Bankwest has just released a report on housing affordability in WA. Bankwest’s affordability index is a ratio of average house price in a Local Government Area to average worker’s salary. Index values are ranging from 0.9 for Mount Magnet to 49.9 for Peppermint Grove (5 is the upper limit of what is considered “affordable”). The information has been presented in WA Today as an alphabetical list of LGAs with corresponding index value. The paper concluded that workers (defined as a group consisting of police officers, nurses, emergency workers and teachers) “…need to move to Perth’s extremities – or even out of it” to find affordable housing.
This is a good example where information could be presented in a more visually attractive and more informative way – using maps! I have converted Bankwest index table to a thematic map to illustrate how this information could be presented to highlight regions which are still considered affordable.
The key to creating an informative thematic map is to pick the right method for dividing values to be mapped into meaningful categories that convey a certain message. In this case, the story is about locations which are considered affordable. The bank has already defined affordability cut-off value as 5 so that information should be preserved and conveyed on the map. There are many statistical approaches to decide on the split of data to create meaningful categories but on this occasion a simple “rule of thumb” approach is sufficient.

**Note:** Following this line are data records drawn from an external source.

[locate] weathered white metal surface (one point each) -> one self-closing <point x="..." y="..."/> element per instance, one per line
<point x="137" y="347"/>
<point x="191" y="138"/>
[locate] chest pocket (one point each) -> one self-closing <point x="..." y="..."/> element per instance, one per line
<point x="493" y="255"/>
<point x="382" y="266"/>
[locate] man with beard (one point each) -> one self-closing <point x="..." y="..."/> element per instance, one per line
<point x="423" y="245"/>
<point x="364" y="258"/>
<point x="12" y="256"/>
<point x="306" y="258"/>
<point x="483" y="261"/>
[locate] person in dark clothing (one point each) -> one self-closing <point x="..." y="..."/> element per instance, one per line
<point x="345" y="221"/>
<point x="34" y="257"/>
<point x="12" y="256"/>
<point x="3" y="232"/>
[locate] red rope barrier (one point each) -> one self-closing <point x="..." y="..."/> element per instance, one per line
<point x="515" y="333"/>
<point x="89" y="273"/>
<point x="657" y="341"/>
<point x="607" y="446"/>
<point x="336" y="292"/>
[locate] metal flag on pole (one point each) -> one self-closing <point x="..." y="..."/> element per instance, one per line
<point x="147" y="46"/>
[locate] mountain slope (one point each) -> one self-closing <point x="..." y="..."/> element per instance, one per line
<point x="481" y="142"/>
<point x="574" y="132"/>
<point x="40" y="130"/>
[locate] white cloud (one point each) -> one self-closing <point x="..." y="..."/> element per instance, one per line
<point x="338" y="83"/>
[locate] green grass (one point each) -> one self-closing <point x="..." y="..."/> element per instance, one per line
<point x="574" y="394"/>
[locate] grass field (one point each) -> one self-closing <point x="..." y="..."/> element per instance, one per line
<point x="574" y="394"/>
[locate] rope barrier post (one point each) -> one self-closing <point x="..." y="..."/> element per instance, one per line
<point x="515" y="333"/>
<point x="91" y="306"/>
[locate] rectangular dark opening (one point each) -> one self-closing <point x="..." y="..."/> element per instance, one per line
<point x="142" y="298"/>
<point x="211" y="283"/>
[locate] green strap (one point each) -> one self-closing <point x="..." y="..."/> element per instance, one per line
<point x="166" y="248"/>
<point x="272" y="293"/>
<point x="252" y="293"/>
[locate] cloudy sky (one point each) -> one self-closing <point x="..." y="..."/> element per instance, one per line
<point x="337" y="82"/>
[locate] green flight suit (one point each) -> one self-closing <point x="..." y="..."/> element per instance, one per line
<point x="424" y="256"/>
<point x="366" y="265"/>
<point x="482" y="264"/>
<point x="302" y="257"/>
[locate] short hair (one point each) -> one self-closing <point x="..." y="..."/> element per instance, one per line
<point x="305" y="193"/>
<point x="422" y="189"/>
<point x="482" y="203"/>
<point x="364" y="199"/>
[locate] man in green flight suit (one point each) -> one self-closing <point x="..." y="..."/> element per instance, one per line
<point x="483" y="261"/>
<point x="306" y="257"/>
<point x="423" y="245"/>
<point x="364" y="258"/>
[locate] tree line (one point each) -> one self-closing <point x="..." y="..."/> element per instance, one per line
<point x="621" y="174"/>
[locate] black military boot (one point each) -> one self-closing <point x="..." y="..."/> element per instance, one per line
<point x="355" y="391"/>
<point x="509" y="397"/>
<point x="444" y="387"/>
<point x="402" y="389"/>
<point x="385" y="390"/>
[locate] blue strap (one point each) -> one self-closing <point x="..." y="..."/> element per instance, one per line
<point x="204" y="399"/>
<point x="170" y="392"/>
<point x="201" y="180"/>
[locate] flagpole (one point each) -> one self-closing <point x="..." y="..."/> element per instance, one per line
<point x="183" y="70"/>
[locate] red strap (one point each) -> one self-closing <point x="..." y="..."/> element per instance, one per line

There could be just 2 categories – affordable and non affordable – to convey the message adequately. However, since two-colour map would be quite boring, we could also try to highlight “tail ends” of the data, that is cheap housing areas (eg. those with index value of 2 and below) and those totally out of reach (with index value of 10 and over). The values picked to define the two additional ranges are totally subjective but it does not detract from the key message – that is, which locations have affordable housing.
The selection of colours to present the information on the map is also important. I opted here for a combination to convey the message that there are two categories (affordable and non affordable) but also to indicate grading of index values from “low” to “high”.
Concluding, my appeal is, whenever you think about releasing information relating to postcodes, suburb or other spatially defined regions, please consider putting it also on an interactive map to create a bigger impact! And use my free reference map to enable easy sharing of the information for even greater impact!